El ingeniero Rómulo Antúnez Antúnez, representante de la Asociación de Productores Agrarios y AgroExportadores de La Carbonera, analizó el complejo panorama del proyecto Proyecto Especial Chinecas tras el reciente cambio en el Ministerio de Desarrollo Agrario y Riego.
En entrevista, Antúnez expresó que esperaba mayores avances durante la gestión del exministro Vladimir Cuno, quien —según indicó— conocía de primera mano la problemática técnica y administrativa del proyecto.
“Hace tres años discutíamos exactamente lo mismo. Esta sería la octava postergación. Se siguen pidiendo informes que, probablemente, solo ratifiquen lo que ya se sabía: que el porcentaje de posesionarios que podría calificar no superaría el 15 o 20%”, señaló.
Exigen informe técnico pendiente
El ingeniero respaldó el pedido de los posesionarios movilizados, quienes exigen la entrega inmediata del informe técnico elaborado por consultoras especializadas. “Chinecas debe transparentar los resultados. ¿Cuántos pasan? ¿Cuántos no?
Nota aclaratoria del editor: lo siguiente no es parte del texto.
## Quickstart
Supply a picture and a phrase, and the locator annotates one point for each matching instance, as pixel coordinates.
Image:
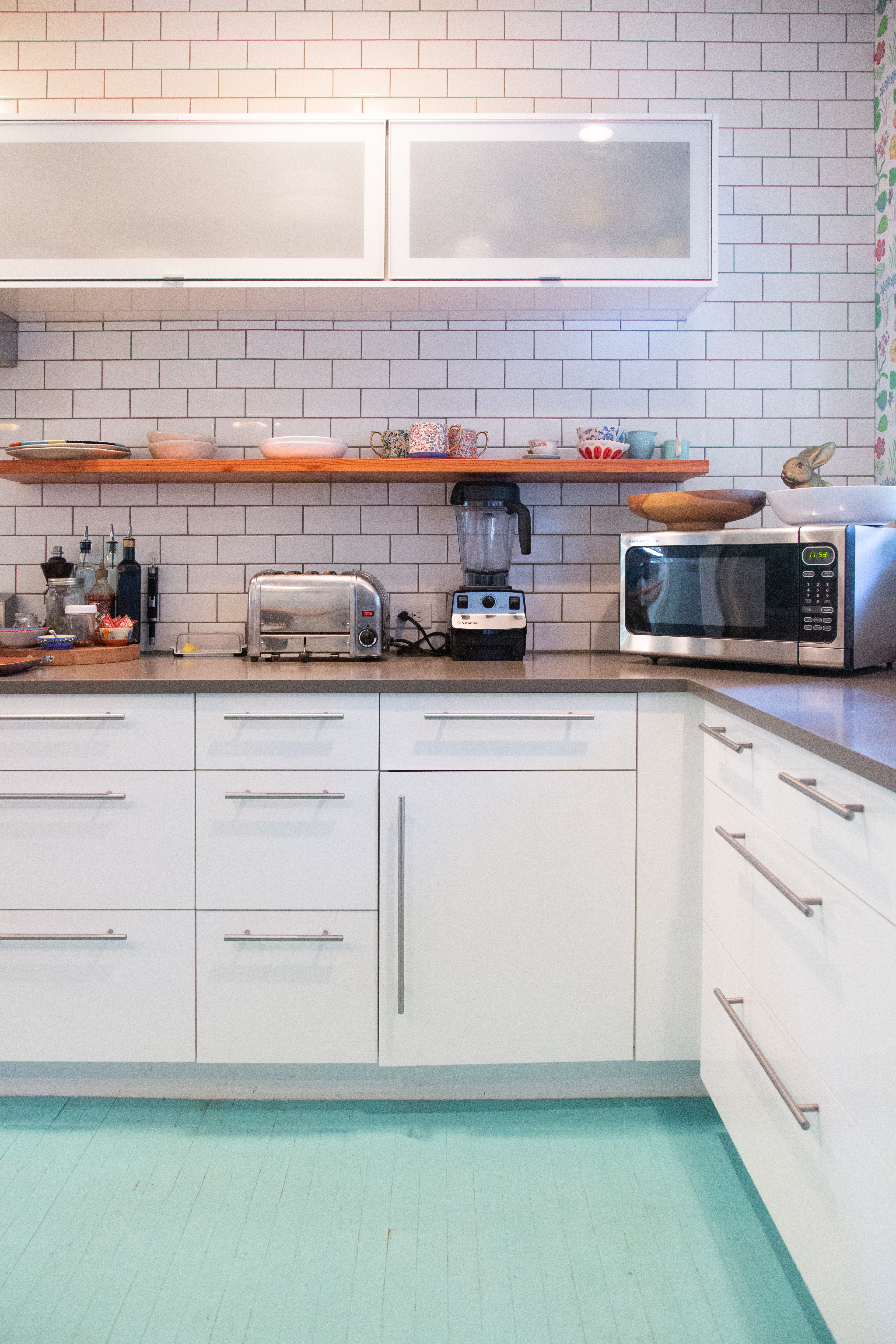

No podemos seguir en incertidumbre”, enfatizó.
Antúnez reveló que en conversaciones previas con el entonces ministro, este habría confirmado que el porcentaje de regularización sería limitado, lo que coincide con estudios anteriores.
Tres fracasos estructurales
Durante la entrevista, el representante de APAAP fue más allá y cuestionó la gestión histórica del proyecto.
Recordó que de las 136 mil hectáreas entregadas hace cuatro décadas para administración, apenas se ha logrado formalizar menos del 2%. “Es un fracaso total en la administración de tierras”, afirmó.
En cuanto al manejo del recurso hídrico, indicó que solo se factura alrededor del 17% del volumen total administrado anualmente. “Otro fracaso más”, sentenció.
Además, criticó la reiteración de estudios técnicos sin que se concrete el financiamiento para la ejecución de obras. “Podemos tener el mejor estudio, pero si no hay presupuesto, no sirve de nada”.
Financiamiento y voluntad política
Antúnez propuso que el Gobierno Regional comprometa recursos del canon minero —como el proveniente de Antamina— para asegurar el financiamiento del proyecto. Sugirió asignaciones anuales que permitan viabilizar un esquema de ejecución, ya sea bajo modalidad gobierno a gobierno o cualquier mecanismo que garantice resultados.
Advirtió también sobre el riesgo de sobrecostos en determinados modelos de ejecución. “Si se transfiere a la ANIN puede costar el doble. Si es gobierno a gobierno, puede costar el triple”, explicó, citando como antecedente el caso del proyecto Proyecto Especial Chavimochic, cuya ampliación terminó elevando significativamente sus costos iniciales.
Llamado a la unidad
Finalmente, el ingeniero hizo un llamado a la articulación entre grandes, pequeños y medianos productores. “El tiempo corre y la gestión actual está por concluir. Sin una decisión clara y un compromiso financiero real, Chinecas seguirá siendo una promesa postergada”.
La advertencia es directa: sin transparencia, financiamiento asegurado y voluntad política, el proyecto seguirá acumulando estudios, pero no hectáreas productivas.
Y el campo, como siempre, no puede esperar eternamente a que Lima y la región se pongan de acuerdo.